To answer your question, 50mm stems do exist, but you might have to go with a mtb stem. http://www.beyondbikes.com/BB/ItemMatrix.asp?Link=Froogle&MatrixType=1&GroupCode=CM-STE-Vice
It may not look pretty, but I'm sure it'll serve its function. I don't know what the consequences are of having a mtb downhill stem on a road bike, but perhaps someone might want to chime in? Also, profile design makes stems starting at 60mm, but I'm having trouble finding them online. I'm guessing that I would have to special order it from a dealer.


----------



## mtbbmet (Apr 2, 2005)

Ok, for a start, bar diameters on road and MTB bikes are not the same. So you can't use a MTB stem on a road bike. (unless it's oversize, which are the same).
Second, if the guy says you need a 50mm, or 60mm stem, run, don't walk, as far away as possible.
Third, a stem that short would make your bike unbelivably twitchy. Not "responsive". Likely even dangerous depending on the HT angle.
Look for a bike with a shorter TT.


----------



## FatTireFred (Jan 31, 2005)

Dave Hickey said:


> Is this an existing frame you are trying to make fit you?




gotta be.... sounds like a new (+/- custom) frame is in order


----------



## talentous (Oct 17, 2005)

*The Graph*



Dave Hickey said:


> I'd ask for my money back if he charged you... No road bike should have a 50mm stem.
> 
> Something is not right here. Is this an existing frame you are trying to make fit you?



This graph was generated based on my measurements. I'm in the process of getting a Ridley scandium frame....so I thought I'd visit him from referals. It took about 2hrs for the whole bike fitting process.

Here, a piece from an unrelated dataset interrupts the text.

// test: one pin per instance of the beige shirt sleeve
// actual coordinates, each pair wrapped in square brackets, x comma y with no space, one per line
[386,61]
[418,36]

I did tell him that there was pain on the ball of my right foot after 50 miles etc. I was on his trainer and he just adjusted the seat back some.. and I noticed that I was working way too hard in my orginal position. I just save a couple of bars on the road just from that adjustment. I'm still puzzeled about that stem though..


----------



## talentous (Oct 17, 2005)

*Not now*



FatTireFred said:


> gotta be.... sounds like a new (+/- custom) frame is in order


He said I should look into a custom... but I'm not ready for that yet. Thus I guess that's where the adjustments for the setback and 50mm stem comes from to compensate (maybe?)


----------



## mtbbmet (Apr 2, 2005)

Also, if your legs are so long that you require that much set back on your seat, why does he have you on a 172.5?


----------



## ckilner (Oct 4, 2004)

A 50mm stem is ~2 inches. My wife's old Trek road bike (19" or 49cm) has a quill stem even shorter than that - binder bolt to center of bar measures 45mm - but it handles fine with a 72 deg. head angle. It may also be that the bike you want (the Ridley) has a steep seat tube and long top tube...and perhaps needing such a short reach you should look at "women specific" models with shorter top tubes (Ridley Triton D?)?


----------



## FatTireFred (Jan 31, 2005)

talentous said:


> He said I should look into a custom... but I'm not ready for that yet. Thus I guess that's where the adjustments for the setback and 50mm stem comes from to compensate (maybe?)



my take:
setback adjustment (longer than norm, right?) = STA is too steep on current bike
puny stem (a good fitter ought to know that this ain't readily available) = TT too long
...of course, this is only if you trust the fitter's numbers


----------



## FatTireFred (Jan 31, 2005)

ckilner said:


> A 50mm stem is ~2 inches. My wife's old Trek road bike (19" or 49cm) has a quill stem even shorter than that - binder bolt to center of bar measures 45mm - but it handles fine with a 72 deg. head angle. It may also be that the bike you want (the Ridley) has a steep seat tube and long top tube...and perhaps needing such a short reach you should look at "women specific" models with shorter top tubes (Ridley Triton D?)?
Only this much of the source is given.